Since 2011, 13 earthquakes have struck East Texas. This is an area where many people have lived their entire lives without experiencing a single tremor before.
Jo Anna Godfrey moved to Timpson, Texas in 2006. Since then, her crystal cabinet is missing a few pieces.
"It's not that it's really worth a lot, it's just sentimental value to us," she told us this week. A few of her family heirlooms were destroyed, falling off the shelves during an earthquake which registered 4.1 on the Richter Scale back in January. "The whole house just starts shaking," Godfrey recalls.
Nearby, the quakes have damaged chimneys and are causing brick facades in downtown Timpson to separate from their buildings. The buildings are old, but the quakes are new.
After the January quake, which destroyed Jo Anna's crystal, I began looking into the history of seismic activity in the area. According to the USGS, between 1973 and 2011, there was only a single earthquake. It was west of Carthage in 1981. Starting 2011, quakes began shaking the Timpson area. There have been 13 since 2011, 5 so far this year.
East Texas is not alone in this phenomenon of recent quakes. In North Texas, the USGS reported three quakes along the Red River in the 1980s and early 2000. Then, after 2008, nearly 50 quakes rumbled the Dallas-Ft. Worth Metroplex.
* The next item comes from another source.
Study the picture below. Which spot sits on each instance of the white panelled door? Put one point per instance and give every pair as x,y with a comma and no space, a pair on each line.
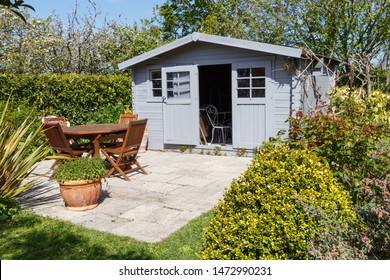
180,90
252,103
In August of last year, the University of Texas published a study of the quakes in the Dallas area. The conclusion: they were most likely manmade. The study cited injection wells pumping 150,000 barrels of fluid per month into the ground along pre-existing fault lines. This same phenomenon has been noted in other recent studies in Oklahoma, Colorado, and New Mexico.
So, I went searching for recently installed injection wells in the Timpson area and found one in the center of the earthquake activity. It sits a mile and a half northwest of the city of Timpson. It is authorized by the State of Texas to inject 450,00 barrels of salt water per month. That's three times the amount the U. T. study says could cause a quake.
The process starts with 18-wheelers hauling salt water away from hydraulic fracking wells. The trucks pull up to the well site and dump their load into a storage tank. All of that is then pumped over to the injection well. From there it is sent one mile deep into the Earth. The idea behind the University of Texas study is once the water is injected at high pressure deep into the Earth, it can seep into fault lines. The fluid then essentially lubricates the rocks, reduces friction, and allows the faults to slip.
The USGS is currently conducting their own investigation of the Timpson tremors. They have not yet announced their results.
The well at the center of these quakes appears to be operating within the standards set by the Texas Railroad Commission. There is no evidence to suggest the well is doing anything it was not designed and authorized to do.